钱进斗连忙陪罪,“是是是,是下官疏忽了,还请王妃莫怪。”

 男人呀,想出来玩, 可千万别带媳妇出来,不然,就是别想安宁了。

 李元清道:“如今西洛王囤兵在外,已对姑苏构成危胁,我哥哥终日费尽脑汁,想着破案之计,钱大人,你怎可这般只顾玩乐?”

 钱进斗浅浅一笑,道:“西洛的危胁,本官岂会不知?只是,各司其职罢了,您对面坐着的这位杨先生,便是江南第一侦探,他每日也是苦思冥想破案之事,但破解西洛之危,不可单凭一路,若是破不了案,自然还得要王爷出面谈叛,我西洛的希望,便全寄托在王爷身上,我身为地方父母官,犒劳一下王爷,难道不对吗?”

 说的还头头是道,李元清哼道:“只要王爷在,我哥在,案子一定能破得了的。”

 钱进斗却不屑的笑,“王妃初来此地,怕是还不太清楚这里的事,典宾大人与杨先生已经沟通过,这件案子的疑点,尽皆指向典宾大人,怕是典宾大人,呵呵。”

 李元清眉头一皱,难道,真像他说的那样?

 方才李元朗曾经说过,若是这件事办不好,那她可能就没有哥哥了,皇上也对这件事很是重视,不会这件事办不好,真会要了李元朗的命吧。

 心中挂念兄长的安危,李元清便也坐不住了,她叫了一辆马车,她重新返回李府的别苑。

 李元朗此时正在自己房中与杜清歌在桌边赏谈书画,李元朗刚刚画了一幅群鸽图,指点给杜清歌看,言语间充满了挑逗之意,哄得杜清歌喜笑颜开。

 李元清推门而入。

 “哥。
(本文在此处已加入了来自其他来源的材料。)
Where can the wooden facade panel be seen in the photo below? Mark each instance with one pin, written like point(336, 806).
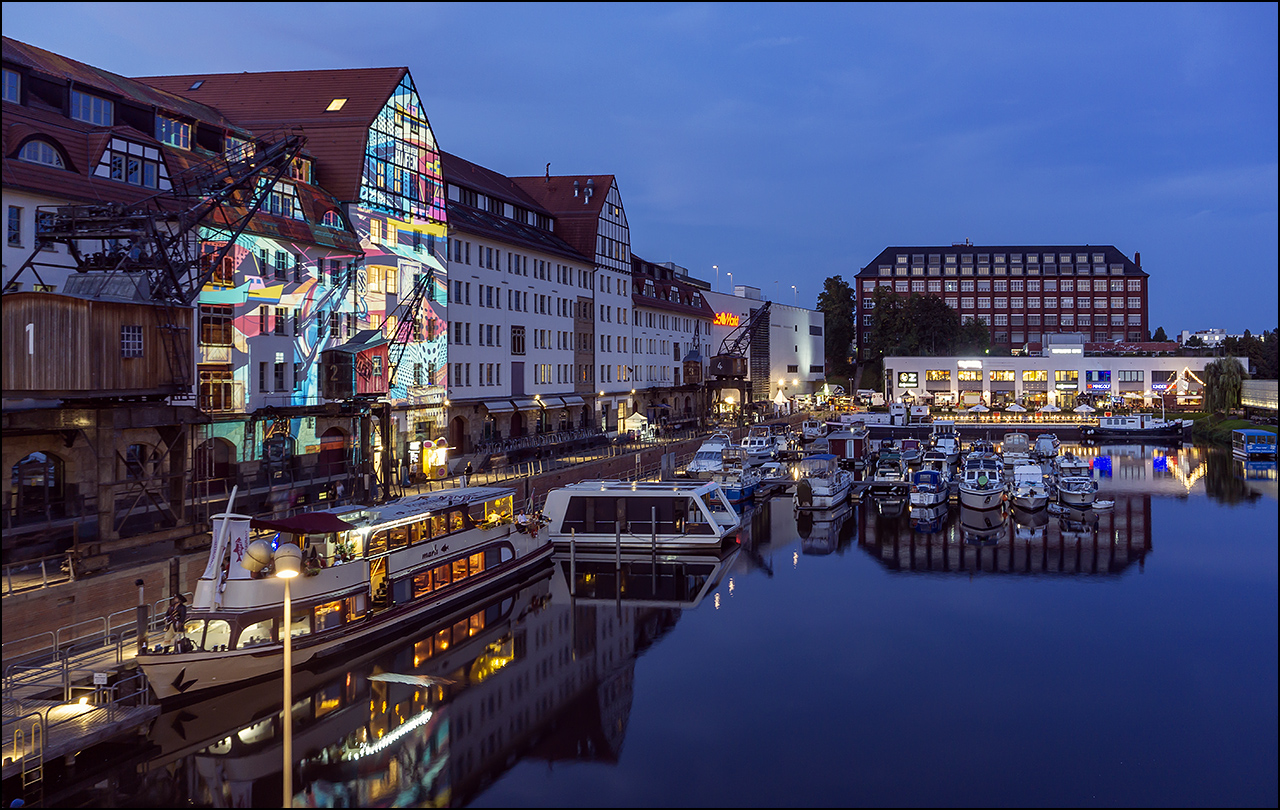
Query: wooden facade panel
point(64, 346)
”

 李元朗一愣,“小妹怎么去而复返?”

 李元清走过来,直直的看着他的脸,“哥,你说实话,这次的案子,是不是对你危胁很大。”

 李元朗浅浅一笑,道:“放心吧,哥哥心中有数。”

 “可是,”李元清还是很担心,“他们说,你根本就找不出案子的疑点,现在所有证据都说西洛王子是你杀的,哥,到时候西洛王,会不会让你给他儿子偿命呀?”

 李元朗没有说话,这些事,不言而喻。

 “哥,怎么会这么严重的?你,你就一点办法都没有吗?”

 李元朗轻轻摇头,“shā • rén 的人手法太过诡异,没有任何蛛丝马迹,我也尽了力了。”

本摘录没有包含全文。